I don't know really, she said. I was just standing there waiting for Ma and Da to come back from doing something and next I knew I was in the water. Aye, course it was cold, she added, rolling her eyes and crooking the arch of her eyebrow at him. Was it cold, she repeated, laughing. I remember hearing a ship's hooter out at the harbour mouth, she said, so l must have turned to look and just slipped in. This man was in something fast though — felt like he was there by the time I came back up above the water almost. And he just grabbed me by the neck and pulled me over to the side, and he said don't worry love you'll be fine, or something the likes of, and I couldn't see him, I could only feel his great big hands on my neck, and I could see all the lights from the harbour front shining off the black water, and the cranes along the jetties further off, and the ship that had blown its hooter still out by the mouth, and when he got me over to the wall there were all these faces looking down at me — my ma and da, some other people I didn't know — and they were all talking at once and reaching down towards me and it felt like they were miles away. It was only once they'd hauled me out and I was stood there with them all looking at me and someone asked if I was alright that I started crying my eyes out. She spoke quickly and breathlessly, her hands fluttering around her mouth, or sweeping her hair back behind her ears, or smoothing down the hem of her skirt.

He watched her talking, the room suddenly bright and loud with it, and when she'd finished he said but Eleanor, what if that man hadn't been there? What if he hadn't seen you?

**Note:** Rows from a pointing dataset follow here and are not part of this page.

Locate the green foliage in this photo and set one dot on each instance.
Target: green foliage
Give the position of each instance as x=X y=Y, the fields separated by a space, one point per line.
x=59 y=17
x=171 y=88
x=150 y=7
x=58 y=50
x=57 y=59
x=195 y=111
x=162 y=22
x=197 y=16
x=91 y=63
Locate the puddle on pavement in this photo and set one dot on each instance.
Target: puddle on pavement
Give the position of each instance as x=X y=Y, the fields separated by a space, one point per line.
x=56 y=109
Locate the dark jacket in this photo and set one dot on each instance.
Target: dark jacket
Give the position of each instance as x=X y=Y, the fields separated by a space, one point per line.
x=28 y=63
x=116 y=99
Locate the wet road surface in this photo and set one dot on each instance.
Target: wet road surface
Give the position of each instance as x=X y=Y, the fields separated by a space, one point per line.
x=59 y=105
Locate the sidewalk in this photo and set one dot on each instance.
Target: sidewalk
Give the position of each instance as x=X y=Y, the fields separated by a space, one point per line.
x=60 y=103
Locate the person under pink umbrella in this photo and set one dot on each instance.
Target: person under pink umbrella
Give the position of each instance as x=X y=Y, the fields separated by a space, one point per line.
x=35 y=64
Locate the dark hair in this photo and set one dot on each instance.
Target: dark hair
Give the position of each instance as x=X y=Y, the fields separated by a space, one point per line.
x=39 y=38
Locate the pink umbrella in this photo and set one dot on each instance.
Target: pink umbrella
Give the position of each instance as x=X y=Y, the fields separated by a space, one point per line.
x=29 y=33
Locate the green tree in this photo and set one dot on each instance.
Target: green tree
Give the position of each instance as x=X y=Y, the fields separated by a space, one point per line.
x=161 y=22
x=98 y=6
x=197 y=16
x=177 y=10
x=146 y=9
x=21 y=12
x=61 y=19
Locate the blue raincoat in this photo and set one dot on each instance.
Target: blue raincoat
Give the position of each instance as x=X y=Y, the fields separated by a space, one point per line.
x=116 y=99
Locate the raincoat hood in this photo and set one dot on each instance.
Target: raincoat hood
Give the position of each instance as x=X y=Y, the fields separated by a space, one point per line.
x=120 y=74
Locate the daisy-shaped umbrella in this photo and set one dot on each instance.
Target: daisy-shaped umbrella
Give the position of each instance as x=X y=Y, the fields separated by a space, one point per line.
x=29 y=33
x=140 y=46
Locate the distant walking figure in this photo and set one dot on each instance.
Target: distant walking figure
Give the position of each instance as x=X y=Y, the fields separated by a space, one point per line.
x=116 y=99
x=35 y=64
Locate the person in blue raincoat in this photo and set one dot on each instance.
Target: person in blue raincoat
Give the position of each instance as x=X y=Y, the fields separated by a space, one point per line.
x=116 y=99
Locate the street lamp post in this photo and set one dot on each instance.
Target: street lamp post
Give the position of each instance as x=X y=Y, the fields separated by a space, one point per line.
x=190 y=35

Aye, she said, I know. She reached out and ran her finger along the back of his hand, a little out of breath. But he was, she said. And he did. So it's okay.

He leant forward again and kissed her cheek, touching the corner of her jaw with two fingers as he did so, running his fingers across her face as he pulled away, nudging the tip of one finger between her lips. She kissed his finger, and he drew it back, and they both dropped their eyes, looking across the floor, looking around the darkened room, waiting.

She looked up at him again. Do you want to go upstairs? she said.

It was a small room. There were two beds, one along the end wall and one under the window, opposite the door. There was a chest of drawers and a wardrobe next to the door, and a small wooden chair in the corner. Opposite the bed, there was a small table with an oval mirror hanging above it, cluttered with make-up and hairbands and books, folders and files and notes for her Highers revision, an underlined timetable of exam dates pinned to the wall, a stack of seven-inch records against a record player.